Depois deste parágrafo, há quem possa pensar que detestei este filme, que concorre a 10 estatuetas do Oscar. Bom, ele está longe de ser meu favorito, e certamente não acho que mereça o prêmio de melhor filme, mas tem, sim, seus méritos. O mais interessante deles é mostrar como três mulheres – veja bem, mulheres – podem ter sido tão poderosas no ano de 1708. A rainha Ana, interpretada de forma impressionante por Olivia Colman, é retratada como uma mulher de temperamento explosivo, muito mimada e volúvel, mas também extremamente frágil e deprimida (inclusive pelo fato de ter perdido 17 bebês, que já nasciam mortos ou morriam pouco depois de nascer). A nobre Lady Sarah Churchill (parente do futuro premiê), que exercia influência sobre o governo e sobre as decisões da rainha.
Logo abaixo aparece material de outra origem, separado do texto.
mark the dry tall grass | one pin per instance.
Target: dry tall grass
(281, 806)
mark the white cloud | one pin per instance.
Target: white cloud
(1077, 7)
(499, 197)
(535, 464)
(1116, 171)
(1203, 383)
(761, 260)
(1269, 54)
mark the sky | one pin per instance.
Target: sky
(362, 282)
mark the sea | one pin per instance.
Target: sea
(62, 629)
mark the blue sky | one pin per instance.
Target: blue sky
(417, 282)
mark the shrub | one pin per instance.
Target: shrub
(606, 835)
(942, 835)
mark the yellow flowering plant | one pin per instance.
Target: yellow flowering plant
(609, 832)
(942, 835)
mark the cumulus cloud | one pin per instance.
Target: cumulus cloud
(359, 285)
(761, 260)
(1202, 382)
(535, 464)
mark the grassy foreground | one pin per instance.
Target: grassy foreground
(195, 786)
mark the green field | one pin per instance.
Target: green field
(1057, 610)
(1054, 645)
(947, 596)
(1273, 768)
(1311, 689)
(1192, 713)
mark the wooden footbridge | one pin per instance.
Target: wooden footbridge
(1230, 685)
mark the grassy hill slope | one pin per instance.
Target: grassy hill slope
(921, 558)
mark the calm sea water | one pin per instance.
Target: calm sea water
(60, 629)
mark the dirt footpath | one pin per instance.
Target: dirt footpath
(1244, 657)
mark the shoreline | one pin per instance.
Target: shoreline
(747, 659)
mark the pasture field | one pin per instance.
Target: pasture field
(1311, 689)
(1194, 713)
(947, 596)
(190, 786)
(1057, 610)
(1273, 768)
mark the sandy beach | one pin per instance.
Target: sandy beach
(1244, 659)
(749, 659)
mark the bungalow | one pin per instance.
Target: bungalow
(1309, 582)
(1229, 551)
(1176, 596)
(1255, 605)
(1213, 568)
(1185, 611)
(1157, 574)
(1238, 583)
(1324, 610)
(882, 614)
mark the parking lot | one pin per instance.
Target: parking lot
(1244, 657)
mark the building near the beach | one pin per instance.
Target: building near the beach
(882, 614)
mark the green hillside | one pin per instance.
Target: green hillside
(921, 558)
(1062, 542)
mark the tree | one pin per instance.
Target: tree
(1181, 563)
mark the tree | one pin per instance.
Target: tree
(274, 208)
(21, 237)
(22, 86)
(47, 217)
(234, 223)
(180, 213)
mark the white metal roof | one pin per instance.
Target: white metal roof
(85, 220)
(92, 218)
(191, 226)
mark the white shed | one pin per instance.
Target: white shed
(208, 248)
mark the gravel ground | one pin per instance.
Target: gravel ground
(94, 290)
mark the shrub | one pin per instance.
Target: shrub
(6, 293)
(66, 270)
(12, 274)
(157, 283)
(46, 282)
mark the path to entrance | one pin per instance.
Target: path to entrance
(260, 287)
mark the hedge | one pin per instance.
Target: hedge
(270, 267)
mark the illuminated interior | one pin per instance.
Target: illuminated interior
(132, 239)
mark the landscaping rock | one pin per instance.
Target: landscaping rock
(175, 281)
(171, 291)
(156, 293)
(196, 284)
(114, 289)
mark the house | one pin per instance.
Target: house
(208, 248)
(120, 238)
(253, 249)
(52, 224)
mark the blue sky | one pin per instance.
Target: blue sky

E Abigail Hill, que aparece para embolar a história.

Se a intenção era destacar a importância dessas mulheres, o filme consegue até com certo exagero, ao, por exemplo, ignorar completamente a figura do rei, que, segundo consta, ainda estava vivo quando Abigail apareceu, e cuja morte agravou a depressão da rainha Ana. Os outros homens, de resto, aparecem quase que como meros figurantes.

A gente sempre imagina as cortes daquela época cheias de intrigas, traições, mesquinharia etc (como, aliás, também acontece com as repúblicas). O filme retrata essa sordidez com requinte de detalhes, de forma até exaustiva. Talvez seu grande mérito seja despertar nossa curiosidade de querer saber mais sobre aquela época, sobre a rainha Ana, nem que seja lendo mais numa Wikipédia da vida.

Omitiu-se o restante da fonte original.